Fouilles
images contre images
Luce Mongo-Mboussa
Ce projet de fouilles découle de ma fascination pour les corps pétrifiés de Pompéi. Plus largement, les racines de ce travail plongent dans le mystère de la disparition physique des lieux et des corps, dès lors qu'ils échappent à la vue. Il a pour base une collecte d'images composée de photographies prises sur les sites de Pompéi et Herculanum, mêlées à d'autres ressources trouvées sur le net. Ce mixte d'images constitue le matériau de base d'un processus de refonte imaginaire de cette documentation, dont les différentes étapes interrogent la matérialité même du support physique de ces images. Re-dessinée, mixée et transférée sur papier, le dos des images produites est "peluché" de manière à en fouiller les strates, de partir à la recherche du seuil d'où peut émerger la figure humaine. Les "pelures" découlant de cette étape du "peluchage" ont été réutilisées pour le modelage de masques, sorte de reconstitution matérielle des visages disparus issue de la matérialité même des images produites.

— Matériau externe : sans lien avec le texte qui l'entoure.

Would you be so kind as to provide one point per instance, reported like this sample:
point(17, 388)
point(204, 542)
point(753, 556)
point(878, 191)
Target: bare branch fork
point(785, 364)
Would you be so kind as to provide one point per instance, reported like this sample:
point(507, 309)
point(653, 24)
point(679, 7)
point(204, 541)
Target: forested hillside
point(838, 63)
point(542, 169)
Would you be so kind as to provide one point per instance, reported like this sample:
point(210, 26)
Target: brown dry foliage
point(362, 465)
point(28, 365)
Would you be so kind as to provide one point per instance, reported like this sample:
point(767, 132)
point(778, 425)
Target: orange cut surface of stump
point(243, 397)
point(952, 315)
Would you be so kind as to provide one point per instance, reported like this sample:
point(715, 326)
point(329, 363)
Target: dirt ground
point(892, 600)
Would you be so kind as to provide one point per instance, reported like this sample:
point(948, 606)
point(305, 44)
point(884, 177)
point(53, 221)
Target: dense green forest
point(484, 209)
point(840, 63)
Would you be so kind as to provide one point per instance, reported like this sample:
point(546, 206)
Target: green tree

Entre archéologie et palimpseste, ces strates d'images retravaillées, abordent aussi un pli actuel. Celui de ces quantités d'images conservées, immatérielles et silencieuses, qui habitent nos disques durs, échappent à la vue, mais qui sont les gardiennes d'un récit potentiel. C'est cette potentialité de l'image à raconter plus que ce qu'elle expose qui m'intéresse ici. À l'instar de Pompéi et Herculanum, dont l'excavation met en même temps à jour une vérité et un imaginaire des lieux, ce projet a pour objectif d'élargir la vie des images choisies, de leur offrir une autre matérialité, une autre temporalité. Projet que je veux voir comme une espèce de réalité augmentée.
Au fur et à mesure du travail, la surface "peluchée" du verso des images m'a évoqué "ce qui se trame et s'enchaîne" de résistance et de fragilité dans cette fine surface, comme un tissu. Paradoxalement, plus je touchais à la fragilité physique des images plus j'entrais dans l'épaisseur de ce qui la constitue.